European Commission published its decision on the ISU case – And its possible effects on grassroots
The European Commission published its decision on the case regarding the International Skating Union (ISU) on the 8th of December. In its decision, it states: “International Skating Union rules imposing severe penalties on athletes participating in speed skating competitions that are not authorised by the ISU are in breach of EU antitrust law. The ISU must now change these rules.”
According to the Commission, these eligibility rules restrict competition, and “enable the ISU to pursue its own commercial interests to the detriment of athletes and organisers of competing events. In particular, the Commission considers that the ISU eligibility rules restrict the commercial freedom of athletes who are prevented from participating in independent skating events.

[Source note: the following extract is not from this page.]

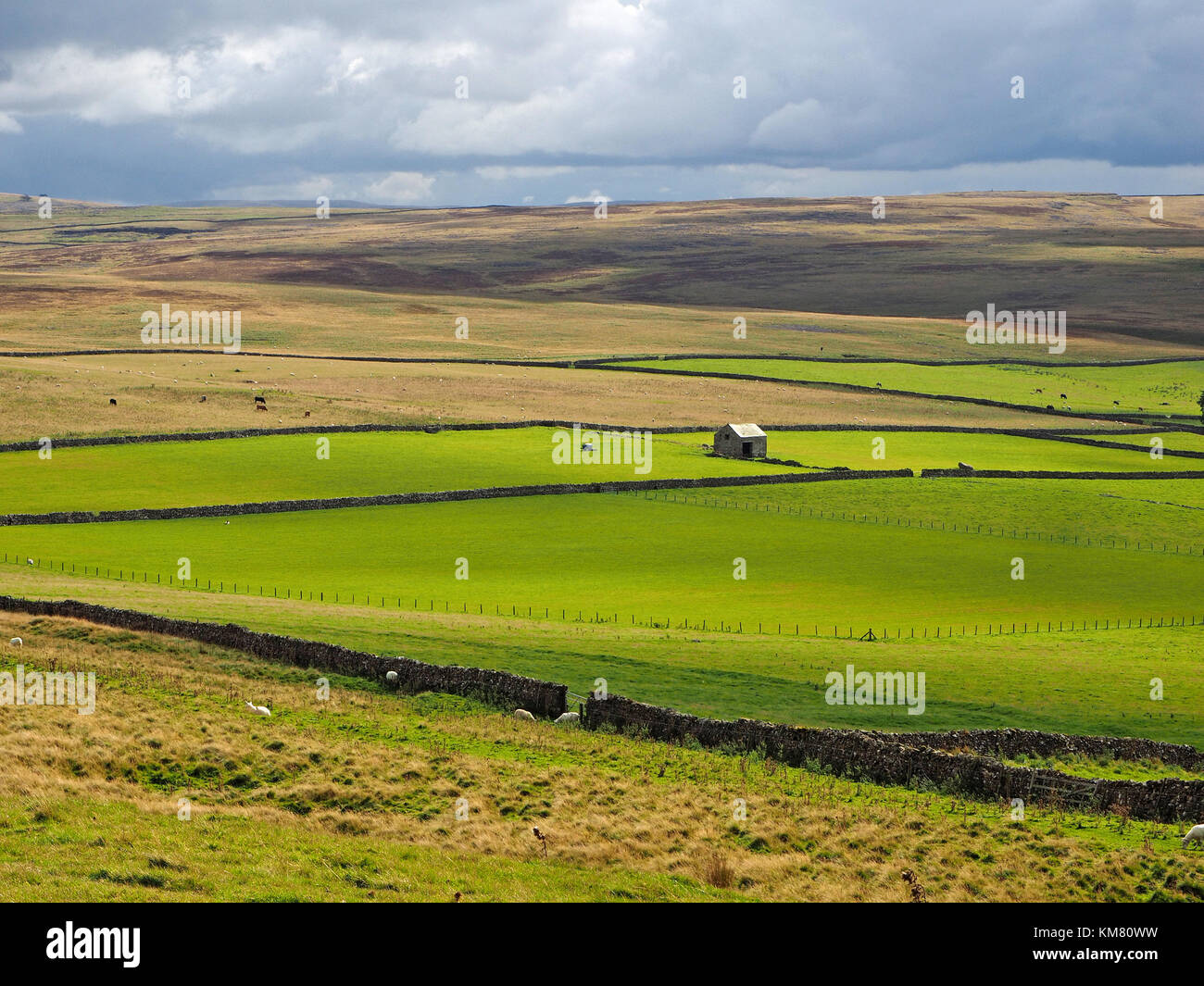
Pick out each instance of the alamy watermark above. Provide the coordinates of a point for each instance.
(1018, 328)
(883, 688)
(49, 688)
(617, 448)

Furthermore, the Commission is of the opinion that these rules prevent independent organisers from putting together their own speed skating competitions.”
Sporting rules set up by sports federations are subject to EU antitrust rules when the body setting the rules, or the companies and persons affected by the rules, are engaged in an economic activity. Two Dutch speed skaters Mark Tuitert and Niels Kerstholt, made a complaint to the Commission on the international governing body of speed and figure skating, as they were not able to participate in an event in Dubai, which the ISU had not preauthorised because of possible integrity risks. According to the rules of the ISU, it can sanction the athletes if they participate in an event, which is not preauthorised by the ISU. The athletes found this restricting their commercial freedom.
How can it affect grassroots sport and the European Sports Model?
The ISU case can also have an impact on the organised sport, and to its grassroots level, and thus many international governing bodies of sport are following the case carefully. The case has its link to the commercialisation of sport, as well as to the power of international sport governing bodies to decide on the rules of their own sport. The international governing bodies have the right and responsibility to decide on the rules and regulations of its sport. With these rules and regulations, it is possible to have a common playing field for sport competitions in each sport. These rules also play an important role in athletes' careers - they protect their health and safety and the integrity of competitions. If this right is questioned in future and sport is seen as an economic activity, it might open the market more than so far. In the worst case, this might lead to multiple governing bodies in each sport, all with their own titles and champions.
From the grassroots sport point of view, and especially concerning its funding, we can see there a threat. Would the private organisers of the competitions contribute to the financing of grassroots sport in the same way, as does the internal solidarity mechanism of sport? This is a million euro question. IOC President Thomas Bach raised this issue when he was speaking in Brussels to the Sport Ministers of the EU Member States at the Council meeting in the end of November. He called on Europe to respect and preserve the European Sports Model. “It is my sincere hope that we do not lose sight of the important social role of sport by equating it with commercial sports business. We are deeply concerned about certain interpretations of the European treaty and EU competition law with regard to sports,” he said. “If everything in Europe is looked at only from a business perspective, the social value of sport is lost. Sport is about so much more than business,” he added.
Even though the European Commission made its decision, the case might continue. ISU can appeal against it to the European Court of Justice. ENGSO, along with the international sport movement will eagerly follow how the case unfolds.